As you can tell, I not a big fan of the settlement, and I think we can thank the people who have opposed the deal as currently structured, most notably Yves Smith, who has done yeoman work on teasing out the details and communicating what it all means for months, the recent condemnation of the deal by AFL-CIO President Richard Trumka is also significant. (And, as an FYI, everyone's favorite right wing nuts, Judicial Watch, has filed suits to get related documents)

This resembles the groundswell that led to Obama vetoing HR 3808, which allowed some states shoddy documentation practices to go national.

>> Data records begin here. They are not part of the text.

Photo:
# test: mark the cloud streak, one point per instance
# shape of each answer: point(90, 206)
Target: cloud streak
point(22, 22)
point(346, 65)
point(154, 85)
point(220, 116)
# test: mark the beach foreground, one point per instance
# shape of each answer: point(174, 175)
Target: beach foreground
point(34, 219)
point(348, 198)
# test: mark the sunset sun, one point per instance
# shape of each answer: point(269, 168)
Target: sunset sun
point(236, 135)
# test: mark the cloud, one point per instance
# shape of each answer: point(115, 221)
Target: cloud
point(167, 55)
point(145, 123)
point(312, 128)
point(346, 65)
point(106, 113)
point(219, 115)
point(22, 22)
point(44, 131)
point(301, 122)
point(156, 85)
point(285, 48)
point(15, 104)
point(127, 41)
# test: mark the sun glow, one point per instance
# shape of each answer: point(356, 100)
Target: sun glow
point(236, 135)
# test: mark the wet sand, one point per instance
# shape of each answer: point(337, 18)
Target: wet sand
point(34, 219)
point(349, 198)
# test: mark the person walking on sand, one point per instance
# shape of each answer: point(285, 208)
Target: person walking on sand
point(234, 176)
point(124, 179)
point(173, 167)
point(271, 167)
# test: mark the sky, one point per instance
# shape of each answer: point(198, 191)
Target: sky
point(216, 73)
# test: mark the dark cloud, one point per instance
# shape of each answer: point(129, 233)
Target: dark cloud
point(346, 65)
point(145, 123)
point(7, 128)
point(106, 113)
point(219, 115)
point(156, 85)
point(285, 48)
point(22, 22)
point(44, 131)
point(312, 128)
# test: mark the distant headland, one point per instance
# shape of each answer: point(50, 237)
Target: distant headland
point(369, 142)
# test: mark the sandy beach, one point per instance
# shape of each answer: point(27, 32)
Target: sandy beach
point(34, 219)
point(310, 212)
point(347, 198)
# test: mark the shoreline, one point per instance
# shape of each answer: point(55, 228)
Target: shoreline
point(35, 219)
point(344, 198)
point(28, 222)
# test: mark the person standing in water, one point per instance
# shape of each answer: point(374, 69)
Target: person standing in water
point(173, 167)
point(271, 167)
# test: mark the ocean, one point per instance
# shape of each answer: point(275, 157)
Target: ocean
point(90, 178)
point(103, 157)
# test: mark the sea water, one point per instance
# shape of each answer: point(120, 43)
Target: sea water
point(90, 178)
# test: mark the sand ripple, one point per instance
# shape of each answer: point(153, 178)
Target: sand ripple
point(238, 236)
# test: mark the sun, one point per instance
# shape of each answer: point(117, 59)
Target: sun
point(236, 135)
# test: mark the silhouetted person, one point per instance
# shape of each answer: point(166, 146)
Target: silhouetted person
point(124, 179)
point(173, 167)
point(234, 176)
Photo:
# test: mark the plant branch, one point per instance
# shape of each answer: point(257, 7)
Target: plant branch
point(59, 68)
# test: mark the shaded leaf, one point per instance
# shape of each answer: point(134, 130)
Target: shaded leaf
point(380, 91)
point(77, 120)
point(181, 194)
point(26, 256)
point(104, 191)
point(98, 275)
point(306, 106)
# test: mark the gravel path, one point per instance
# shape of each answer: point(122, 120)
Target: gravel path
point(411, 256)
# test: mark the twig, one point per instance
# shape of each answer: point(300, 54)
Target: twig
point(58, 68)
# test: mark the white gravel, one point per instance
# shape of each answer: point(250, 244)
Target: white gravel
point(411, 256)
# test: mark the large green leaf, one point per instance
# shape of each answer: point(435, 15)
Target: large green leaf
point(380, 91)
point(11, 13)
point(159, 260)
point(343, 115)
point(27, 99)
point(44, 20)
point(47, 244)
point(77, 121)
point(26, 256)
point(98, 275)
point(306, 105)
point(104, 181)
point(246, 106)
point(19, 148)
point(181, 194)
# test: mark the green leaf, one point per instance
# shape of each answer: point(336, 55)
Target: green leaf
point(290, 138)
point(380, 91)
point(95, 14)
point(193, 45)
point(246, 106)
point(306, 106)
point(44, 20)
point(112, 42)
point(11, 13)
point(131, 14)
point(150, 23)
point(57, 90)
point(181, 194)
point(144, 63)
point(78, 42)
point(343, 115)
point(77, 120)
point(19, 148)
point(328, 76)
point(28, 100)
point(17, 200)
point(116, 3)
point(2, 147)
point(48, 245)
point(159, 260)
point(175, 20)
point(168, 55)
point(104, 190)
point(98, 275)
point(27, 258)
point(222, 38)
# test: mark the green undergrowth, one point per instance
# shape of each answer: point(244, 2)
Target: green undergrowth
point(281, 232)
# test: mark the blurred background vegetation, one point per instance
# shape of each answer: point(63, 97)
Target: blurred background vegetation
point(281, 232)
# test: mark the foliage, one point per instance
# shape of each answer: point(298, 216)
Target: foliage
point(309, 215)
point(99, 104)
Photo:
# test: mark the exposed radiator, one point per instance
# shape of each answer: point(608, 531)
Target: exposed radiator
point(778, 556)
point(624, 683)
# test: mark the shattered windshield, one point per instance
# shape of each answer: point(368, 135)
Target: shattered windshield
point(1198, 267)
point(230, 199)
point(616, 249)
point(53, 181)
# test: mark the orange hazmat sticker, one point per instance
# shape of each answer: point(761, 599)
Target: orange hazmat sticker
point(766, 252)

With the increasing complaints from consumer activists about the settlement.

What are the problems?

Well on the micro level (courtesy of Yves Smith), it gives the banksters an incentive to pawn the losses off against the the mortgages that they recapitalized, avoiding the hit themselves, and giving it to pension funds, it incentivizes targeting the largest loans, and so benefits the richest, and there are no meaningful mechanisms to enforce good behavior from the mortgage servicers.

On the macro level, let's roll Simon Johnson:
The financial sector has been the Obama administration’s Achilles’ heel. Despite coming to power in the middle of the greatest financial crisis since the Great Depression with a broad mandate for “change,” the administration has consistently deferred to big banks and done its best to keep them in business “as is.”
(Read the rest, really).

The real underlying message much of the disgust with how the government in general, and the Obama administration in particular function is that there has been a failure to stop the looting, and start prosecuting.